La société Prodition, fabricant de prothèses auditives, a conclu le 29 janvier 2003 un contrat de partenariat commercial avec une société luxembourgeoise HIG, dirigée par M. [Z] [W], société holding détenant la totalité du capital d'une société de droit français, International Audio Group (IAG), elle-même dirigée par M. [W], et qui détenait 99% du capital social de 14 filiales de distribution et de commercialisation de produits auditifs sous la marque Audinova ainsi que 99% du capital de la société France Audio, centrale d'achat qui assurait l'approvisionnement en prothèses des filiales du groupe IAG.
La société Prodition qui avait toujours soutenu financièrement le développement du réseau IAG en France et qui s'était ménagée, au travers du contrat de partenariat, une faculté d'audit des comptes sociaux de la société IAG et de ses filiales françaises, se trouvait, au 30 juin 2006, créditrice de la centrale d'achat France Audio au titre des encours fournisseurs à hauteur de 2 550 987,19 euros, encours qu'elle a accepté de convertir en prêt d'un même montant aux termes d'une convention du 12 octobre 2006, France Audio, alors dirigée par M. [D] [I], s'étant engagée à rembourser ce prêt en 84 mensualités.

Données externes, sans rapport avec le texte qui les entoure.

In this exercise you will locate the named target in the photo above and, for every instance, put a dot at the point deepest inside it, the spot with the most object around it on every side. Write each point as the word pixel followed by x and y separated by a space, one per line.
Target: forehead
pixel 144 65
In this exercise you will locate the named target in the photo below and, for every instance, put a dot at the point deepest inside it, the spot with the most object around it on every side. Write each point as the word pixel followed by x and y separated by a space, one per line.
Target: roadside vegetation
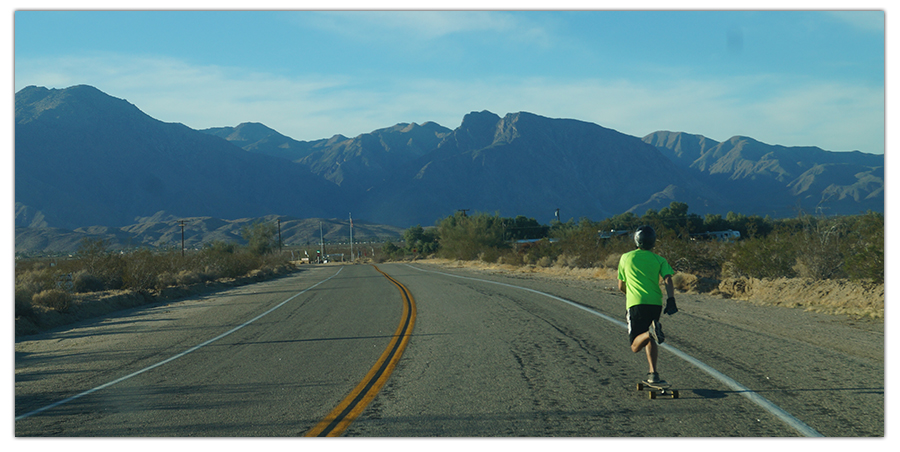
pixel 824 256
pixel 54 292
pixel 807 248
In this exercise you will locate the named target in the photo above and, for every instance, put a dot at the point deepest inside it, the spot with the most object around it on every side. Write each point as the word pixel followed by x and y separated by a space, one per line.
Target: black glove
pixel 670 306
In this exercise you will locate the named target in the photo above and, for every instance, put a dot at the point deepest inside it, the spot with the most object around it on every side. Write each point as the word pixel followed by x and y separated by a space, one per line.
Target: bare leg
pixel 643 341
pixel 652 354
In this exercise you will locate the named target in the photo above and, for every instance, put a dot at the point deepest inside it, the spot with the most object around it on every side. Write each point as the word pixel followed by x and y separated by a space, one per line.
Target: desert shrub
pixel 490 255
pixel 864 249
pixel 421 241
pixel 508 257
pixel 702 258
pixel 141 270
pixel 55 299
pixel 188 277
pixel 83 281
pixel 34 281
pixel 579 244
pixel 773 256
pixel 23 300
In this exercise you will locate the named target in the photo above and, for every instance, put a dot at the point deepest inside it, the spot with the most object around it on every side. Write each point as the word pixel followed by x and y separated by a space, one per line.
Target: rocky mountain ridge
pixel 84 158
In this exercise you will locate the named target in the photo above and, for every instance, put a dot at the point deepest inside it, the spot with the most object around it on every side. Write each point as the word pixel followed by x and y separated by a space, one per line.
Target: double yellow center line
pixel 350 408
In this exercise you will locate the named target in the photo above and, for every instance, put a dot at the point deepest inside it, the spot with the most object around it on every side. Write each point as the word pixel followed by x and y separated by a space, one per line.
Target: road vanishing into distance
pixel 417 350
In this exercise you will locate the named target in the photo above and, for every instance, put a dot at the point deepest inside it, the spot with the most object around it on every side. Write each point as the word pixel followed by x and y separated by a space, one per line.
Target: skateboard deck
pixel 655 390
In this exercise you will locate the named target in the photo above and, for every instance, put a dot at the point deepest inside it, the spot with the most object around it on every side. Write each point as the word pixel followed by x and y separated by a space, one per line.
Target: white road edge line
pixel 767 405
pixel 192 349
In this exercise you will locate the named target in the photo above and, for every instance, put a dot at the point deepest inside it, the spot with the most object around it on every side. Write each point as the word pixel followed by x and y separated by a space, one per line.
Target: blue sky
pixel 794 78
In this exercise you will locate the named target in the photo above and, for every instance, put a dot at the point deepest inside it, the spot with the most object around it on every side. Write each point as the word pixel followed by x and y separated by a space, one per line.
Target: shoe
pixel 656 332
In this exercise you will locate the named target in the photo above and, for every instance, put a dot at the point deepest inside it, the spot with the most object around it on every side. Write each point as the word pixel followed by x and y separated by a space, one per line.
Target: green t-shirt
pixel 641 270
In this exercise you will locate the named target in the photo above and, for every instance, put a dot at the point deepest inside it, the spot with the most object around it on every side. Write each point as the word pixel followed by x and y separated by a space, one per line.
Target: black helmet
pixel 645 238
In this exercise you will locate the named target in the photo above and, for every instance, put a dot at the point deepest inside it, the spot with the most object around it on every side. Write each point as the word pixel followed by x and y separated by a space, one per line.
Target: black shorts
pixel 639 317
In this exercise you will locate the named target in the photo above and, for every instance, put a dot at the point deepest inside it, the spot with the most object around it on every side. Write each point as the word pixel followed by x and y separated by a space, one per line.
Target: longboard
pixel 658 389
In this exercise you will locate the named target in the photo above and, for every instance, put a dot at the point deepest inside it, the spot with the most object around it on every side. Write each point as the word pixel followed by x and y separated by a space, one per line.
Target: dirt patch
pixel 829 296
pixel 95 304
pixel 840 297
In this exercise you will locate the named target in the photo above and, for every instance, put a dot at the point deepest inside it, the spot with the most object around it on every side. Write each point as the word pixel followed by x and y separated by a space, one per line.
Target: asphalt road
pixel 525 357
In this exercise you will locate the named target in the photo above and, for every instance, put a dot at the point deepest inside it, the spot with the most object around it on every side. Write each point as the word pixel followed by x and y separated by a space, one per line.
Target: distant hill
pixel 85 158
pixel 163 231
pixel 257 138
pixel 525 164
pixel 779 180
pixel 86 161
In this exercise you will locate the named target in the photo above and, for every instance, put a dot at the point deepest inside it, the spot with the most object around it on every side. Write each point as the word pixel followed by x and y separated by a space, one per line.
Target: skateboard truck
pixel 655 390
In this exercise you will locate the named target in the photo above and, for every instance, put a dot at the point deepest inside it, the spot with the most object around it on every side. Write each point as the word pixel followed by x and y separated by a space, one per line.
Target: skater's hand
pixel 670 306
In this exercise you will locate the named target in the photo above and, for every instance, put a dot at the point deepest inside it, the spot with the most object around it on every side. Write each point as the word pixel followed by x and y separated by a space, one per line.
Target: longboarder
pixel 639 279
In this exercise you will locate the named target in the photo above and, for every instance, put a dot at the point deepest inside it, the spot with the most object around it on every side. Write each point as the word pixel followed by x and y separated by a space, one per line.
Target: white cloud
pixel 414 26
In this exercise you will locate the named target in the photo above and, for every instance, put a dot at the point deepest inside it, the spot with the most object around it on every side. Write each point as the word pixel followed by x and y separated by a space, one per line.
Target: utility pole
pixel 279 235
pixel 182 237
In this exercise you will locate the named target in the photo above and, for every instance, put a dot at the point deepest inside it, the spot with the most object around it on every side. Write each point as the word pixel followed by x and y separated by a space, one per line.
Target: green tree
pixel 421 241
pixel 466 237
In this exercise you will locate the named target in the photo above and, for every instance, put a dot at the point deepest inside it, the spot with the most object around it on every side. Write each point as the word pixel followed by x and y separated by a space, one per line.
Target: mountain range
pixel 86 159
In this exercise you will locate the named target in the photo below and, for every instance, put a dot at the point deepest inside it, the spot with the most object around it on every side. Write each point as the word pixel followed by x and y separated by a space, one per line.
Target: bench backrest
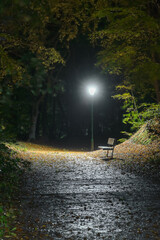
pixel 111 141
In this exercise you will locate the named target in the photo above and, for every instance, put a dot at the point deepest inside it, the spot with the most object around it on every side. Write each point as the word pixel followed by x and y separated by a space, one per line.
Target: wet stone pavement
pixel 74 196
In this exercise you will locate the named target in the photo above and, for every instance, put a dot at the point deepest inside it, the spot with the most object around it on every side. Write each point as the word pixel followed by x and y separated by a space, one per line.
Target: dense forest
pixel 49 48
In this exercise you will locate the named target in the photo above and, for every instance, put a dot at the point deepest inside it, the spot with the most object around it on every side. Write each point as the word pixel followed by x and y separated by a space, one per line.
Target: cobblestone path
pixel 74 196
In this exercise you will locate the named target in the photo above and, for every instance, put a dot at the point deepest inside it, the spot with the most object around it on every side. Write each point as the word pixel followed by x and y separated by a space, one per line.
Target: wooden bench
pixel 110 146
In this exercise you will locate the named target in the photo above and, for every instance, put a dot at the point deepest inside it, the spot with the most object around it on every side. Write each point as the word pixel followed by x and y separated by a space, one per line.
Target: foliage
pixel 136 112
pixel 7 217
pixel 11 169
pixel 128 34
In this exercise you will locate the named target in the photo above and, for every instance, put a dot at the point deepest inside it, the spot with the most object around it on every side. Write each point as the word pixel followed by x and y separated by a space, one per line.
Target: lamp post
pixel 92 91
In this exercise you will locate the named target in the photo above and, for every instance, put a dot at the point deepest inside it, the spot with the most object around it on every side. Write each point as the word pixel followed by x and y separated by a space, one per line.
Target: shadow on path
pixel 73 196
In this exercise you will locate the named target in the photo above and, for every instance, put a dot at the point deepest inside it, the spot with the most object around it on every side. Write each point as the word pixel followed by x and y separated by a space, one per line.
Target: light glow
pixel 92 90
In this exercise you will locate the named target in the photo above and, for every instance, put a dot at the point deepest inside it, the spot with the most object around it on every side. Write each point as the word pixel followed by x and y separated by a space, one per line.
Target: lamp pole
pixel 92 135
pixel 92 91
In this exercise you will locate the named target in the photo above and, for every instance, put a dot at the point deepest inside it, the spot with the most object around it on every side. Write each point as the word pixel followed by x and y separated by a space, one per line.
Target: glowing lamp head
pixel 92 90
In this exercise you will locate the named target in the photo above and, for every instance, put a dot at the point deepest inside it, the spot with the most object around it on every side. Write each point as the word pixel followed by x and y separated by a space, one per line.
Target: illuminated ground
pixel 75 195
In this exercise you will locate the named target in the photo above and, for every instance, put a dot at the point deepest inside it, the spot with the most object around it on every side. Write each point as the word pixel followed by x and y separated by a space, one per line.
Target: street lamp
pixel 92 91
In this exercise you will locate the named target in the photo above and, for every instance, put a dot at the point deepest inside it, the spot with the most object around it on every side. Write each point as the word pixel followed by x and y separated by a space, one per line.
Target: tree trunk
pixel 157 90
pixel 52 129
pixel 35 113
pixel 44 120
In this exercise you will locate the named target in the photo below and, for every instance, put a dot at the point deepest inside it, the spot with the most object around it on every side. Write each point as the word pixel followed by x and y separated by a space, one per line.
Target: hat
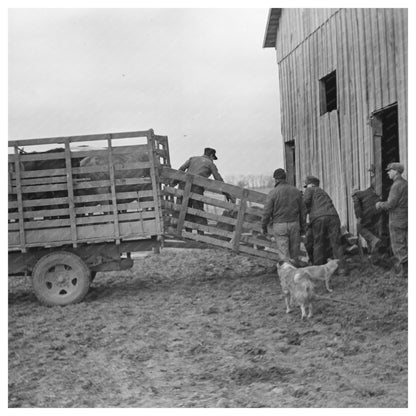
pixel 208 151
pixel 279 174
pixel 395 166
pixel 311 180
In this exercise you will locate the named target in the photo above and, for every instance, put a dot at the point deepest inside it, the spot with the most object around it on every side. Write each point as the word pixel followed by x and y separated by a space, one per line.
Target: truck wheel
pixel 60 278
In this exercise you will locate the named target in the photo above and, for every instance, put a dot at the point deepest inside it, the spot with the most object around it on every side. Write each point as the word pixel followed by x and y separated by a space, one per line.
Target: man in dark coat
pixel 324 222
pixel 368 217
pixel 285 210
pixel 202 166
pixel 396 205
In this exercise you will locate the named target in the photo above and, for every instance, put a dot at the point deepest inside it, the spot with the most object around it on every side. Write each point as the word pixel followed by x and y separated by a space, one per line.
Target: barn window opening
pixel 328 93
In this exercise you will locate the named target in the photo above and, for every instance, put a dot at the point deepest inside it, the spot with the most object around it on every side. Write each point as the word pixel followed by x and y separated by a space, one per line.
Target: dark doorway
pixel 290 162
pixel 386 146
pixel 386 150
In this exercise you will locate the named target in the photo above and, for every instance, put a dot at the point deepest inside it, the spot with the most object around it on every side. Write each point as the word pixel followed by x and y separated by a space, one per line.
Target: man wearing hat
pixel 284 208
pixel 396 205
pixel 324 222
pixel 368 217
pixel 202 166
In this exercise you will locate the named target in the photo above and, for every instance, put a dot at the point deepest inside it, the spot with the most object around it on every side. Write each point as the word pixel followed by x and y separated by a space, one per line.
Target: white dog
pixel 297 288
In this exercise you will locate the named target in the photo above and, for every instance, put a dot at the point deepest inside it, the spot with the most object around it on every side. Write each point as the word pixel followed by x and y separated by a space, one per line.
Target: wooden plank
pixel 76 139
pixel 38 181
pixel 240 219
pixel 185 202
pixel 79 221
pixel 113 191
pixel 391 55
pixel 107 183
pixel 71 204
pixel 86 234
pixel 42 173
pixel 384 62
pixel 97 209
pixel 19 200
pixel 376 59
pixel 154 174
pixel 120 151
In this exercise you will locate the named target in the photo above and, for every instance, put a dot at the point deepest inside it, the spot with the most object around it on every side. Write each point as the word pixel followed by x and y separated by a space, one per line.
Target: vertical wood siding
pixel 368 50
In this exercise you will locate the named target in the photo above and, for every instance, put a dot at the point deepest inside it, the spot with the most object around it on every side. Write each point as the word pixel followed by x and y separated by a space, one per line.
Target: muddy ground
pixel 205 328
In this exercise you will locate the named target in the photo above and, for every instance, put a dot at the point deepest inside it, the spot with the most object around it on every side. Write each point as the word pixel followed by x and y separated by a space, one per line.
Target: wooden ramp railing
pixel 196 208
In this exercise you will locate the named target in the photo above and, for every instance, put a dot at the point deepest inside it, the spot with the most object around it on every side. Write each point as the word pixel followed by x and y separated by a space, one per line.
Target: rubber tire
pixel 74 275
pixel 92 276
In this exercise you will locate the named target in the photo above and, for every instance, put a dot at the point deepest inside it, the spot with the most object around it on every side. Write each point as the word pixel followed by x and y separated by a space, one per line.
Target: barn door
pixel 290 165
pixel 386 146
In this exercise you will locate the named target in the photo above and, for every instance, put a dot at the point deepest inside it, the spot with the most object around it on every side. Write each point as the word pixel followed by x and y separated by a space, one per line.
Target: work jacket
pixel 318 203
pixel 284 204
pixel 202 166
pixel 396 203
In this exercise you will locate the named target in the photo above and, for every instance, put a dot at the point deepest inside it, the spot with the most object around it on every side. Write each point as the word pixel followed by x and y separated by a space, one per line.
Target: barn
pixel 343 96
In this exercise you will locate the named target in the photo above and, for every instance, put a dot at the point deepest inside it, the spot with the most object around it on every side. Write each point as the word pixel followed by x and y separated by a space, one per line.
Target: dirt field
pixel 205 328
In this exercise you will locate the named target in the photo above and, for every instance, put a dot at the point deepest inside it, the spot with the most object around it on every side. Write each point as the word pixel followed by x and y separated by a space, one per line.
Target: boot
pixel 375 245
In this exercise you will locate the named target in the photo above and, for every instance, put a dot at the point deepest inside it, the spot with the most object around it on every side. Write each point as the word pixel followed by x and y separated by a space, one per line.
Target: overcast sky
pixel 199 76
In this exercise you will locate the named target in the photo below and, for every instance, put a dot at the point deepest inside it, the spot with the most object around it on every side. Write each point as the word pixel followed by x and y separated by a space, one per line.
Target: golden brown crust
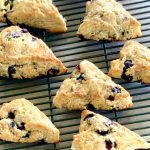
pixel 21 121
pixel 98 132
pixel 88 85
pixel 108 20
pixel 25 56
pixel 40 14
pixel 134 63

Le 4 janvier 2007, les fonds de commerce des 14 filiales de la société IAG ont été cédés pour la somme de 6 310 000 euros ainsi que la marque Audinova au prix de 800 000 euros.
Le 5 janvier 2009, M. [Z] [W], qui était devenu président de France Audio le 5 avril 2007 en remplacement de M. [I], démissionnaire, faisait part à Prodition de difficultés financières retardant le remboursement du prêt mais indiquait espérer être en mesure de procéder à un règlement partiel au cours de l'année 2009.
Le 12 mai 2010 un traité de fusion était signé entre la société France Audio et la société IAG qui devenait par conséquent débitrice de Prodition au titre du prêt consenti à la première en octobre 2006.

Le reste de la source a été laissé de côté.